Será un deber recordar a todos aquellos que perdieron la vida: que aquí en México sumaron, el año pasado, más de una centena de miles. Las enseñanzas entonces se tornan urgentes de hacerlas explícitas, conscientes hasta en los detalles. El primero y más ominoso queda tipificado en su injusto ensañamiento en aquellos menos favorecidos. La pandemia ha revelado, hasta con crueldad, las diferencias de clase entre los mexicanos. Las expuso, sin pena y con mucha saña, al tratar el proceso educativo. Se mostraron, sin tapujos que valieran, las enormes carencias que aquejan a grandes sectores sociales. Esos muchos que, en sus hogares, quedaron al margen de todo recurso para integrarse al nuevo sistema a distancia. Niños, adolescentes y jóvenes que no pudieron continuar sus estudios bajo las modalidades de los nuevos diseños. No lo hicieron por carecer de los mínimos instrumentos para hacerlo. No tienen luz, tampoco Internet o aparatos para recibir los programas educativos que les correspondían. Con ello patentaron los atrasos que plagan sus vidas en este presente y, sobre todo, los obstáculos, las duras trampas que llevarán en sus futuros inciertos. La injusta sociedad que se ha creado en México quedó en evidente, dolorosa, angustiante falta.
Pero en el transcurso de este encierro la intranquilidad se fue adueñando de los ánimos individuales. Las vicisitudes fueron tomando forma como sombras, espesuras que no se esperaban ni deseaban. En ocasiones, que se escurren desde simples intranquilidades hasta el dolor y aislamiento extremo, se llega a cuadros con espasmos de real angustia. Se han vivido círculos malignos, horizontes cerrados, momentos que impiden la luz, que no dejan visualizar el mañana. Se da lugar a los más variados miedos: pérdida de empleo, de ingresos, de contactos humanos, de precaria salud y sentires de peligro. Todos esos deseos que huyen, que abandonan. La misma esencia de lo humano entra en cuestión. Se duda entonces del valor de la vida. Se nubla la visión sobre la vida misma. Se enfrentan puertas cerradas, paredes infranqueables e injustas. No queda entonces más que la búsqueda desesperada del otro, del vecino, de la gente, de la familia y hasta del rival o enemigo que haga replantearse la existencia y los valores propios. Este cuadro de sentimientos, sobrellevados en el encierro, sólo puede superarse por otros de calidad superior: la responsable libertad, por ejemplo. Saber que guardarse en casa es, además de cuidarse uno mismo, no afectar a los demás. Se recupera así, de este modo generoso, la que ha sido hasta despreciada solidaridad. Una actitud que aparte el tan común egoísmo, provocado por el miedo y las pulsiones malsanas del desamparo.

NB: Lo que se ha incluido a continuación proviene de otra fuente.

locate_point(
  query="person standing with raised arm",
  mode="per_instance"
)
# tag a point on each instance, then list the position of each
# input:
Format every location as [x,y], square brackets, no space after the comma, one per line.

Para todos aquellos millones que, para sobrevivir arriesgaron el contagio, no queda sino un reconocimiento que pueda palparse. Son estos conciudadanos a los que hay que comprender y proteger hasta donde sea posible. Formaron, en última instancia, la multitud que ha pagado con su salud y, también con la vida, el arrojo cotidiano. Son personas que no pudieron, en este trágico año pasado, sustraerse a la ansiedad que, con seguridad, les causó el peligro. Se saben en extrema urgencia de encontrar la manera de sobrevivir. Su dilema entre resguardarse o padecer hambre, desalojo y demás penurias, se resuelve con la búsqueda diaria y el tránsito de la calle. Para los miles de irresponsables que se han sentido valentones, inmunes al contagio, no queda sino el perdón por su inconsciencia y varias culpas.